WrylyAmused · 29/05/2025 22:23

Fragmentedbrain · 29/05/2025 21:15

I think maybe you're dismissing too quickly the fact that hardly anyone was obese when smoking was commonplace and nobody was long term unemployed with anxiety when smoking was commonplace

I guess I forget that people rarely think about health and just believe what they are expected to believe (understandably survival attitude)

Correlation is not causation.

Yes, a higher proportion of people smoked, fewer people were obese and anxiety was less spoken about in the past (no idea about actual prevalence of anxiety though).

But, just maybe, it isn't smoking that caused those effects, and just maybe, there are some other common factors of changes in society that might be driving all these changes, no?

Tiredalwaystired · 29/05/2025 22:24

As a lifelong non smoker who was stuck in a house and unventilated cars with a chain smoking dad for my entire childhood (a dad who died from cancer age 69) I would not be surprised if cancer is what carries me off regardless of how healthily I choose to live my life. Smoking has impacted way more people than the smokers out there. So you’re being unreasonable.

LillyPJ · 29/05/2025 22:24

Fragmentedbrain · 29/05/2025 21:15

I think maybe you're dismissing too quickly the fact that hardly anyone was obese when smoking was commonplace and nobody was long term unemployed with anxiety when smoking was commonplace

I guess I forget that people rarely think about health and just believe what they are expected to believe (understandably survival attitude)

I think you're dismissing the many terrible consequences of smoking! And it's nothing to do with not smoking that causes anxiety. Do some research before you post any more nonsense.

WearyAuldWumman · 29/05/2025 22:24

NestEmptying · 29/05/2025 22:15

Correlation does not equal causation.
Just because people were less prone to being obese in the past it doesn't follow that it was because they smoked. Food habits have changed.
Anxiety was a thing in the past but it was under diagnosed, there is not more of it now.
Your logic is faulty.

Ah. I was beaten to it.

GanninHyem · 29/05/2025 22:27

Yes, smoking to to blame.for obesity, not the other massive lifestyle factors that have shifted in the past 30+ years 🙄

Enjoy fishing OP?

Cherryicecreamx · 29/05/2025 22:28

Have to admit, made some good connections in smoking shelters when I used to go out!

4naans · 29/05/2025 22:28

Why do you see addiction to food as a moral failing but not addiction to cigarettes?
Is it about aesthetics? You think smoking looks cool and fat people don't?k

Aposterhasnoname · 29/05/2025 22:30

Ah yes, people weren’t fat in the 70s when more people smoked so the two are definitely connected.

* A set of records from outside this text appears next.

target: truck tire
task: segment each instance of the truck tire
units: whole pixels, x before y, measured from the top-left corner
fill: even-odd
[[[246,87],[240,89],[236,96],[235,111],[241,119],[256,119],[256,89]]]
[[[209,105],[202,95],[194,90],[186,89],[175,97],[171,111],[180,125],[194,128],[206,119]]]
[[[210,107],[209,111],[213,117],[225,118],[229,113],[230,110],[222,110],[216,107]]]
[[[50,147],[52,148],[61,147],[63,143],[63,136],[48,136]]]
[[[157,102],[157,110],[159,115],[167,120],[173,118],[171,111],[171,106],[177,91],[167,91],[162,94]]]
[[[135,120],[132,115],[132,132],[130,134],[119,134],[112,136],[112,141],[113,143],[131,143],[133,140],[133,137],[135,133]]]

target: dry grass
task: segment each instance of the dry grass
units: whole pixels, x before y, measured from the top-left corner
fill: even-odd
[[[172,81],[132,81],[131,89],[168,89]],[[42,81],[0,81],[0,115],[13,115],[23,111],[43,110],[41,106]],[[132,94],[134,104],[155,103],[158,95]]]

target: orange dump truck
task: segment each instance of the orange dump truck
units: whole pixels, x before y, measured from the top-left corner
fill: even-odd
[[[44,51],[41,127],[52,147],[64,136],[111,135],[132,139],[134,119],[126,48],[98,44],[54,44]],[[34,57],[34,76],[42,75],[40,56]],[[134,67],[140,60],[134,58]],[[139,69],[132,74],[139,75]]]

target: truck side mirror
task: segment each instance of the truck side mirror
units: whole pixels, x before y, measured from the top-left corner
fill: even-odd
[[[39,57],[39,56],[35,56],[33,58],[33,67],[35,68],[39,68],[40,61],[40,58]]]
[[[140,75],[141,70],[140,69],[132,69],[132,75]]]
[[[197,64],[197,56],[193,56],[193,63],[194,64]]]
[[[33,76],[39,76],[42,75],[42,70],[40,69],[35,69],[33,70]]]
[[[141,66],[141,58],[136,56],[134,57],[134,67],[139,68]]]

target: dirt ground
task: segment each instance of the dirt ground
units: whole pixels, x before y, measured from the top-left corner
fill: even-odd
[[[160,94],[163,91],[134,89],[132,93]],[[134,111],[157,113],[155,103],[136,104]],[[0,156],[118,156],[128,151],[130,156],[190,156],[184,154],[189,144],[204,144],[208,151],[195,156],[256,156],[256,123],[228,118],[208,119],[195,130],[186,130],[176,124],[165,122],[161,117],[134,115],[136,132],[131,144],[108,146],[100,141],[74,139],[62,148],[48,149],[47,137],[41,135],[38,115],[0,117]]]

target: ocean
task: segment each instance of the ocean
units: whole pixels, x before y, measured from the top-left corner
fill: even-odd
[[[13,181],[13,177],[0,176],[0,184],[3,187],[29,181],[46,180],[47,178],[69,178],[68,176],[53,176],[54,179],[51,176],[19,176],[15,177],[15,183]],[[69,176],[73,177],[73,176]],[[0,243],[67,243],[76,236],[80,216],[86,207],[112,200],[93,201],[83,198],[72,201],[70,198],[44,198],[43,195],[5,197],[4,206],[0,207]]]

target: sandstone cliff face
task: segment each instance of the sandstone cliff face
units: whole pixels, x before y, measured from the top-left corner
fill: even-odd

Did you also know alcohol makes you immune to electrocution? Tis true, in the Middle Ages everyone drank beer or wine cos the water was bad, but hardly anyone got electrocuted.

NaeRolls · 29/05/2025 22:31

No. I smoked for years. I'm overweight and suffer from anxiety. Nicotine addiction increases anxiety. I was always in a state of withdrawal and needed to smoke to relieve the nicotine cravings and anxiety. When it was the nicotine addiction causing the anxiety in the first place.

I quit a few years ago and am healthier and calmer now.